The Chartered Institute of Personnel and Development (CIPD) has welcomed the Government’s decision to make it easier for small businesses to enter into settlement agreements with underperforming employees.
It has announced that it plans to work with Acas to ensure that guidance for employers on the procedures to follow before entering a settlement agreement offers effective protection for good management practice and promotes positive relationships in the workplace.
Employee Relations Adviser at the CIPD, Mike Emmott, said:
“The CIPD has always supported the use of compromise (now “settlement”) agreements where both employer and employee agree that the relationship between them has reached the end of the road.
“Settlement agreements can give both sides a way of terminating their relationship without the mutual recriminations that often accompany claims to an employment tribunal, and without exposing the employer to the risk of a subsequent claim.”
He added:
“We support the Government’s intention to make it easier for small employers to enter into settlement agreements, and to give all employers more confidence to embark on the conversations needed to initiate such agreements.”
Emmott went onto say:
“Our members have expressed concerns that a quick and easy route to terminating employment might undermine good management practice, which is for the employer to look for alternative ways of resolving issues with the employee before deciding to set about ending the relationship.
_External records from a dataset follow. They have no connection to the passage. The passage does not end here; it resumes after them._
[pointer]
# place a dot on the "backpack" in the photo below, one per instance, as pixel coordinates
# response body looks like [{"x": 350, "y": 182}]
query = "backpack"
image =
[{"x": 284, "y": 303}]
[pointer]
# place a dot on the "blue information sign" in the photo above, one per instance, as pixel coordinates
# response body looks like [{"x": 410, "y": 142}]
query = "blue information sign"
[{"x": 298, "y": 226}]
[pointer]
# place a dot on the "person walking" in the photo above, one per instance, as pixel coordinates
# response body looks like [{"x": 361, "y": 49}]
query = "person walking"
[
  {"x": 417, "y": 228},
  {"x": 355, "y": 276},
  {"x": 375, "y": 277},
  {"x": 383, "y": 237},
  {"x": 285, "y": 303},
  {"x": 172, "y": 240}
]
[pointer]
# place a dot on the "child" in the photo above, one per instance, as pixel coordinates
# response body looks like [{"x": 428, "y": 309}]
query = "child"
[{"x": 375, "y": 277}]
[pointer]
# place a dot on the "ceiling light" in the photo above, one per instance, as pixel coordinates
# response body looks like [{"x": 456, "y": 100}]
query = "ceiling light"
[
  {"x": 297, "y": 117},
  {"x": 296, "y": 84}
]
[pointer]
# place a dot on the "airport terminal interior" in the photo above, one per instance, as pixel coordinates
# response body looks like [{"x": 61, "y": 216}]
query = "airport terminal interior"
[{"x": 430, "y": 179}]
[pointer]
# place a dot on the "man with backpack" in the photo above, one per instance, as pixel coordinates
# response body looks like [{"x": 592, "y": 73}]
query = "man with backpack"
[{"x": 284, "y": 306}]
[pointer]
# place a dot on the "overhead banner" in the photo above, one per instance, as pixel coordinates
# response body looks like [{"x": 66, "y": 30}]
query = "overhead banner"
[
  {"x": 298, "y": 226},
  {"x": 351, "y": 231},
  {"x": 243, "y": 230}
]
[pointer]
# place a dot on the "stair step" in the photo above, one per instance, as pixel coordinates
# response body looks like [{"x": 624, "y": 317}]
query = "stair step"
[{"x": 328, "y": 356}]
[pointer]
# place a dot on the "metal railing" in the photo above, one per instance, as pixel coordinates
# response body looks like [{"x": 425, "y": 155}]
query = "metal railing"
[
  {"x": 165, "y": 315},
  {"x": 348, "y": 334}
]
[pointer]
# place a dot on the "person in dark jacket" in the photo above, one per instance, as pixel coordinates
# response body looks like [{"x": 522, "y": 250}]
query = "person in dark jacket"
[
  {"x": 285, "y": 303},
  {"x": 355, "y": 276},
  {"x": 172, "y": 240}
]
If employers were to see settlement agreements as an attractive substitute for the sometimes protracted process of discussing ways of improving performance, it would do little to improve workplace relationships.
“The CIPD has therefore urged the Government to require an employer to engage in some formal process before making a settlement offer, in order to avoid an employee learning that he or she is at imminent risk of losing their job without warning and without having the opportunity to do anything about it.”
He concluded:
“We are disappointed to see the Government thinks that imposing formal requirements on the employer prior to the offer of a settlement could move the dispute resolution system back towards something like the statutory “3-step process”, which didn’t work and was repealed in 2009.
“However we welcome the Government’s intention to work with Acas to set out guidance on how the use of settlement agreements sits within broader good management practices and the type of good practice it is expected that businesses will normally follow.
“We look forward to working with Acas to try and ensure that the proposed guidance offers effective protection for good management practice and promotes positive relationships in the workplace.”